The inclusion of a DVD/Blu-Ray drive is also pretty handy and isn’t something you see a lot of these days, even though some business software and records still use the disc format. Long-term solutions are important for enterprise users especially, but are just as relevant for home users who might have a ton of software or data they still need to access.
Moving away from function, the chassis is beautiful. The Dell XPS 8940 Special Edition’s Mineral White chassis is a definite change of pace from the characteristic black chassis on most Dell computers. In fact, the XPS 8940 Special Edition immediately reminded us of the Dell XPS 13, which is easily one of the best laptops we reviewed last year in large part because of its design, making this model an excellent complement as a desktop counterpart.
Here is how the Dell XPS 8940 Special Edition performed in our suite of benchmark tests:
3DMark Night Raid: 57,515; Fire Strike: 25,839; Time Spy: 11,986
CineBench23 (Single core): 1,209cb; (Multi core): 10,109cb
GeekBench 5: 1,325 (single-core); 9,080 (multi-core)
PCMark10 Home: 7,110
Blender Fishy_Cat: 320 seconds; Classroom: 627 seconds
Total War: Three Kingdoms (1080p): 278 fps (Low); 97 fps (Ultra)
Metro: Exodus (1080p): 170 fps (Low); 87 fps (Ultra, no ray tracing)
Given the hardware in the configuration we tested, it’s no surprise that the Dell XPS 8940 Special Edition scores very high in our benchmarks.
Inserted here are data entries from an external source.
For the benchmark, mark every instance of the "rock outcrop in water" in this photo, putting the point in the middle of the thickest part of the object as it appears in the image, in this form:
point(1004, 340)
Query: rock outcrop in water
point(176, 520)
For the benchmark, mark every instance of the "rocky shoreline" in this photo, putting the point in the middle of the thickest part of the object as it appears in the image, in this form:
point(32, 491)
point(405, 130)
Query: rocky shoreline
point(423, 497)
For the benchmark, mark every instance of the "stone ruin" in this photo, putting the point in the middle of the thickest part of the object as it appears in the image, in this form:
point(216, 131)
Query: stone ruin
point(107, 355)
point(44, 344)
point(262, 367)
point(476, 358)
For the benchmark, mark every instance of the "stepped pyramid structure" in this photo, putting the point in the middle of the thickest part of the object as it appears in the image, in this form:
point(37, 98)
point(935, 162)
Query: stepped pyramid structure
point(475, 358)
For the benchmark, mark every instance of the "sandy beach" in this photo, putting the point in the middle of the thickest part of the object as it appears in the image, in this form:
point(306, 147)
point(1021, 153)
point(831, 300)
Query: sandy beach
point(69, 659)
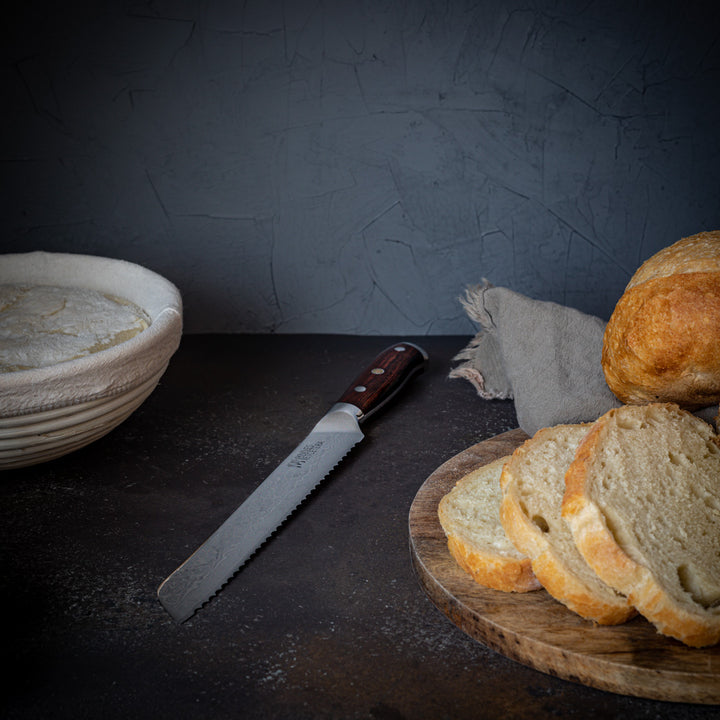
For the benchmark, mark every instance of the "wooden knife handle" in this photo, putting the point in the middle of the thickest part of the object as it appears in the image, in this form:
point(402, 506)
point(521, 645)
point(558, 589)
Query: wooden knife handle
point(390, 370)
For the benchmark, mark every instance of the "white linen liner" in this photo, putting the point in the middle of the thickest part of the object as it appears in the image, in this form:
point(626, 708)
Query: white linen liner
point(107, 372)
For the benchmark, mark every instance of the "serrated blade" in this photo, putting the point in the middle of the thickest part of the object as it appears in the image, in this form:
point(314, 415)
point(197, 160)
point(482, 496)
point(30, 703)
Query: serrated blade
point(227, 549)
point(222, 554)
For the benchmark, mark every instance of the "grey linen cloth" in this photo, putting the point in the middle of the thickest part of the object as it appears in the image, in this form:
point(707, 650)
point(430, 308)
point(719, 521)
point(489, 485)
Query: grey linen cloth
point(545, 356)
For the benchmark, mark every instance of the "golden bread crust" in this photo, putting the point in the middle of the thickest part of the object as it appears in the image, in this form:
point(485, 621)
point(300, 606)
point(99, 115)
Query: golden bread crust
point(549, 565)
point(601, 549)
point(662, 343)
point(696, 253)
point(493, 571)
point(491, 560)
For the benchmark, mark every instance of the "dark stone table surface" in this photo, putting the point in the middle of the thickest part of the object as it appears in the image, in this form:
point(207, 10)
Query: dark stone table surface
point(327, 620)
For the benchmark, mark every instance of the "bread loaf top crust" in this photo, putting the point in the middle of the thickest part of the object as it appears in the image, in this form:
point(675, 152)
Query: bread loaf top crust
point(662, 343)
point(696, 253)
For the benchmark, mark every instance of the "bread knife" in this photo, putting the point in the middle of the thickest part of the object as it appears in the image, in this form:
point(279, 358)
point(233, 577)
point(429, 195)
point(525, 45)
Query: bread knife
point(205, 572)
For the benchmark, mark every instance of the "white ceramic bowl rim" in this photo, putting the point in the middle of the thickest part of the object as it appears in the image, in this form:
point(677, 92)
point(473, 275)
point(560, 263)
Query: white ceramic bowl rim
point(109, 371)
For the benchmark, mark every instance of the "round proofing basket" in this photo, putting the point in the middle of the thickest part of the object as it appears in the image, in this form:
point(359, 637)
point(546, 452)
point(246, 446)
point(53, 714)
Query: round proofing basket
point(51, 411)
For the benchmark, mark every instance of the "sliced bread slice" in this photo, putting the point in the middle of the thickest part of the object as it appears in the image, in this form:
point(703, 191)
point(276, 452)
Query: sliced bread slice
point(642, 500)
point(469, 515)
point(533, 484)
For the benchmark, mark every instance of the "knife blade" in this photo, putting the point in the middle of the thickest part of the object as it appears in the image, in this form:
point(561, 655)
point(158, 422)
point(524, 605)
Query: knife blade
point(204, 573)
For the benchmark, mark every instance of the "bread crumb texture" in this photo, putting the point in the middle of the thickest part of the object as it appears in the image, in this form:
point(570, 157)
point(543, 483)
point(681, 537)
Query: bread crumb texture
point(642, 501)
point(533, 483)
point(41, 326)
point(469, 516)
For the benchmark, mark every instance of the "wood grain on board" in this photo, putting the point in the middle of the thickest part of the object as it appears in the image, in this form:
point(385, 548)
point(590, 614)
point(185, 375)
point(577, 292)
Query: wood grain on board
point(536, 630)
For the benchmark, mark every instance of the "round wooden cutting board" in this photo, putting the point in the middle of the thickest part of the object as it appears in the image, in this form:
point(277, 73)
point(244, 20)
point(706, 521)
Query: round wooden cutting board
point(536, 630)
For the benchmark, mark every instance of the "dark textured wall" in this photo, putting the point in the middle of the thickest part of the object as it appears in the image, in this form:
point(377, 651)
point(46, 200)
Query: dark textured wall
point(352, 166)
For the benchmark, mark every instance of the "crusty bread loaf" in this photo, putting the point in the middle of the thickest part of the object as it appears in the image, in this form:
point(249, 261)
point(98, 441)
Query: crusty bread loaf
point(662, 343)
point(642, 500)
point(533, 485)
point(469, 515)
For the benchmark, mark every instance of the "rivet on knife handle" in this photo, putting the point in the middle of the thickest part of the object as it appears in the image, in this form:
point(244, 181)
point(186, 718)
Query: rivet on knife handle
point(391, 369)
point(222, 554)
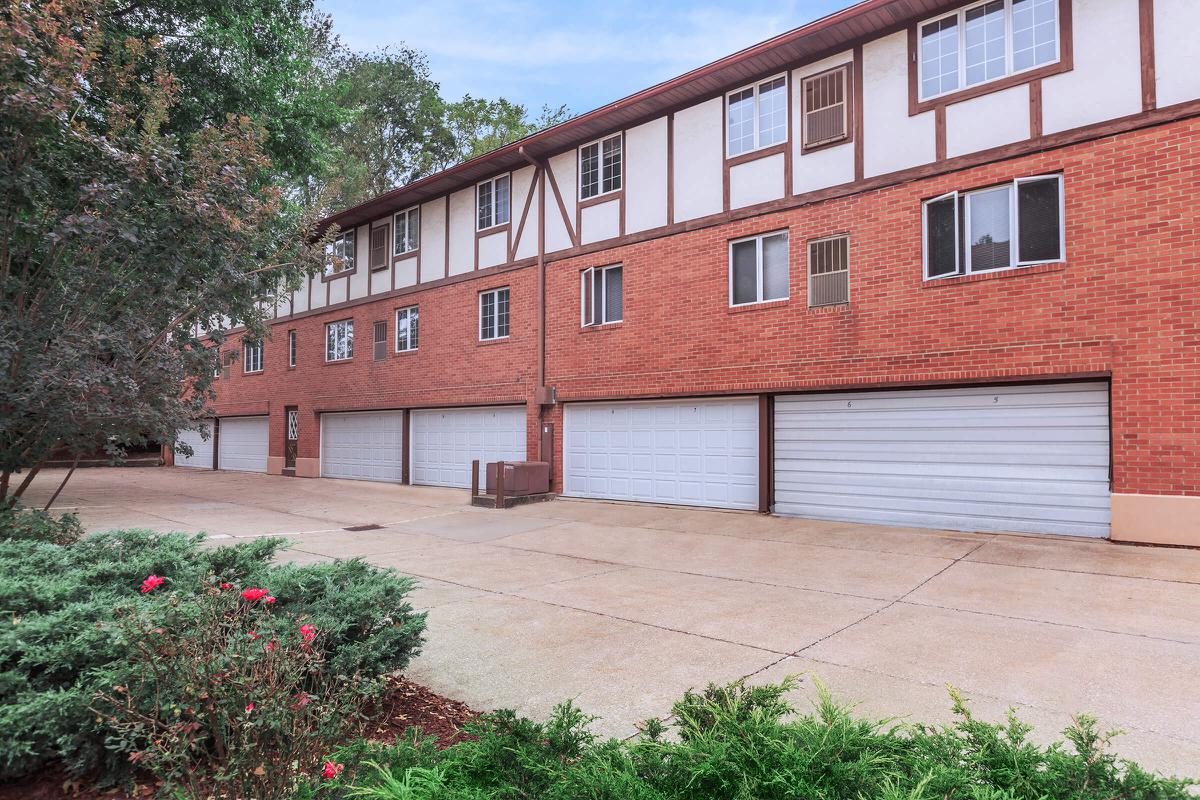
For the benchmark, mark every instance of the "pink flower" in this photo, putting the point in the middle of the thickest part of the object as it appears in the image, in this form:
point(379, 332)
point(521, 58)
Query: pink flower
point(151, 583)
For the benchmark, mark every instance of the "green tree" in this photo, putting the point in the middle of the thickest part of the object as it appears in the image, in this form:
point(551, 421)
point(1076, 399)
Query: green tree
point(396, 127)
point(123, 236)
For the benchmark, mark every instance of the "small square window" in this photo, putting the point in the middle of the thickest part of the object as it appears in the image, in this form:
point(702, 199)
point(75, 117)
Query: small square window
point(759, 269)
point(600, 295)
point(407, 329)
point(493, 314)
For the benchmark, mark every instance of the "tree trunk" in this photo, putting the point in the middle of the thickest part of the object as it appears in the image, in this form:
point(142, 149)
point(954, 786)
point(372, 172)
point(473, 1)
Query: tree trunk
point(63, 485)
point(24, 485)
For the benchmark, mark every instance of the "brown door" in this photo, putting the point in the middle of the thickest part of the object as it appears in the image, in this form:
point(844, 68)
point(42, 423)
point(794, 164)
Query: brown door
point(292, 414)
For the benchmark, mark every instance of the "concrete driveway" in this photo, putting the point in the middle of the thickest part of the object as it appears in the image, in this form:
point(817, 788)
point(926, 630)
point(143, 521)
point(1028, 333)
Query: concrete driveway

This is thanks to the RTX 3070 and Intel Core i7-10700K CPU, but there is something to be said about building a stable system to get the most out of these two key pieces of hardware.
The Lenovo Legion Tower 5i we reviewed late last year had the same CPU and scored nearly as high as the XPS 8940 Special Edition in Geekbench 5, though the XPS consistently squeezed out 50-60 more points in our tests. It’s not blowing the Legion Tower 5i out of the water, but a consistent lead is a consistent lead.
The RTX 3070 obviously shines, scoring very well in our 3DMark tests, as we expected. While the RTX 3070 lags behind the RTX 3080 and RTX 3090, it’s no slouch when it comes to content creation and gaming.
In our Metro: Exodus benchmark, the XPS Tower Special Edition averages 170 fps on low settings at 1080p, 87 fps on ultra settings at 1080p, and manages 74 fps on ultra settings with ray tracing turned on.
In our Total War: Three Kingdoms battle benchmark, the Dell XPS 8940 Special Edition pumped out 278 fps on low settings and 97 fps on ultra settings, both in 1080p.
Buy it if…
You want a stylish and powerful workstation
Dell XPS desktop PCs dominate the enterprise workstation market for a reason, and the Dell XPS 8940 Special Edition is the best model they’ve put out so far, and is easily its best-looking one at that.
You want a great value
Starting at just $1,099 in the US, the Dell XPS 8940 Special Edition packs in a lot of value even into its entry-level configuration.
You want a prebuilt RTX 3000-series system
If you’re looking for a pre-built desktop PC with the latest Nvidia Ampere cards, this one is one of the best.
Don’t buy it if…
You want a “true” gaming PC
The Dell XPS 8940 Special Edition sure is pretty, but it doesn’t have RGB lighting, so unless you want to rig something up yourself, your gaming rig will always look like you brought it home from the office.
You’re in the UK or Australia
It’s not so much that you “shouldn’t” buy the Dell XPS 8940 Special Edition, it’s that you can’t, at least not from Dell anyway. There are other XPS towers available though, but none with the gorgeous Mineral White chassis.